La política y los nacionalismos no se quedaban en los trazos de la escritura a mano. Las fuentes tipográficas usadas en los móviles y los ordenadores también rezumaban geopolítica y relaciones de dominio y dependencia. Pero de lo que se trataba ahora era de preservar la letra manuscrita, esa letra que se estaba escurriendo de las manos, que se estaba borrando de las comunicaciones, que llegaba incluso a provocar dolor en los dedos por la falta de costumbre. ¿Dónde? ¿Quién? ¿Cómo…? ¿Había algún lugar donde la letra manuscrita siguiera imperando? ¿Había algún refugio donde la escritura a mano estuviera a salvo?
—Sí, la cárcel. Por la sencilla razón de que a los presos no les dan muchas facilidades, ¿no? En el pasado hay ejemplos de prisioneros que hacían tinta con el hollín de las velas y aprovechaban las peladuras de fruta para escribir. ¡Cualquier cosa que se te ocurra para enviar un mensaje al exterior! Hay un caso excepcional de unos presos antifranquistas que, en los años 40, escribían un periódico llamado Mundo Obrero y conseguían que circulara de mano en mano entre la población reclusa. Era un periódico en el que todo estaba hecho a mano. Incluso hoy en día hay muchas cárceles donde no dejan usar ordenadores. Por eso siguen siendo un buen refugio para la letra manuscrita.

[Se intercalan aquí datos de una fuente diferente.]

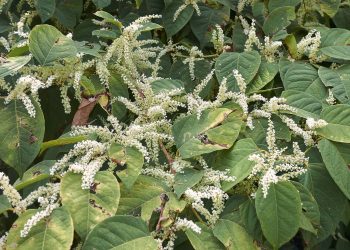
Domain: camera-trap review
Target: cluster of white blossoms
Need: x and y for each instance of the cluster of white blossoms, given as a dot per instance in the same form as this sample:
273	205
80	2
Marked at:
127	54
184	6
218	39
179	225
9	191
310	45
87	158
25	84
242	3
209	188
330	99
274	165
47	197
269	49
3	240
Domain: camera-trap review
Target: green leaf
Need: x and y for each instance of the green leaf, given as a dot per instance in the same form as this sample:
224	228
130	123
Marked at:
279	213
172	27
205	240
201	25
247	63
45	9
48	44
186	179
68	12
53	232
89	207
249	218
166	85
12	64
329	197
131	159
232	235
101	3
330	7
20	135
37	173
278	19
338	119
337	159
132	200
215	130
236	161
120	232
337	52
304	103
266	73
4	204
173	205
274	4
309	204
298	76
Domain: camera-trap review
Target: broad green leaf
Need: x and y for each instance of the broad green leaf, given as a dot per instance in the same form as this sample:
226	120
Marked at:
334	37
232	235
278	19
45	9
171	26
63	140
166	85
37	173
127	157
298	76
205	240
101	3
201	25
337	52
274	4
20	135
337	159
53	232
329	197
4	204
330	7
279	213
173	205
12	64
48	44
306	224
186	179
304	103
338	127
309	204
120	233
267	71
132	200
249	218
68	12
89	207
247	63
236	161
329	77
216	129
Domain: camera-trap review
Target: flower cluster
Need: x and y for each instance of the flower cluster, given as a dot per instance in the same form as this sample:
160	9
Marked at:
184	6
274	165
269	49
310	45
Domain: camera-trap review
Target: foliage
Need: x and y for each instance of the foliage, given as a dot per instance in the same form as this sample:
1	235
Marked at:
174	124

Pero ese no podía ser el porvenir de la letra escrita. El futuro no podía confinar los manuscritos ni dejarlos para lugares aislados. Su sitio tenía que seguir siendo los colegios. Más aún en la era de ChatGPT. Porque esta aplicación de inteligencia artificial había aprendido a redactar, a resumir, a crear argumentos como un humano. Pero tenía una limitación… Jamás podría escribir con el pulso y el pálpito de la mano de una persona; con su unicidad y su individualidad. La inteligencia artificial nunca podría robar a las letras manuscritas ese empuje de vida y esa respiración que hay detrás de cada curva de una a dibujada con las manos.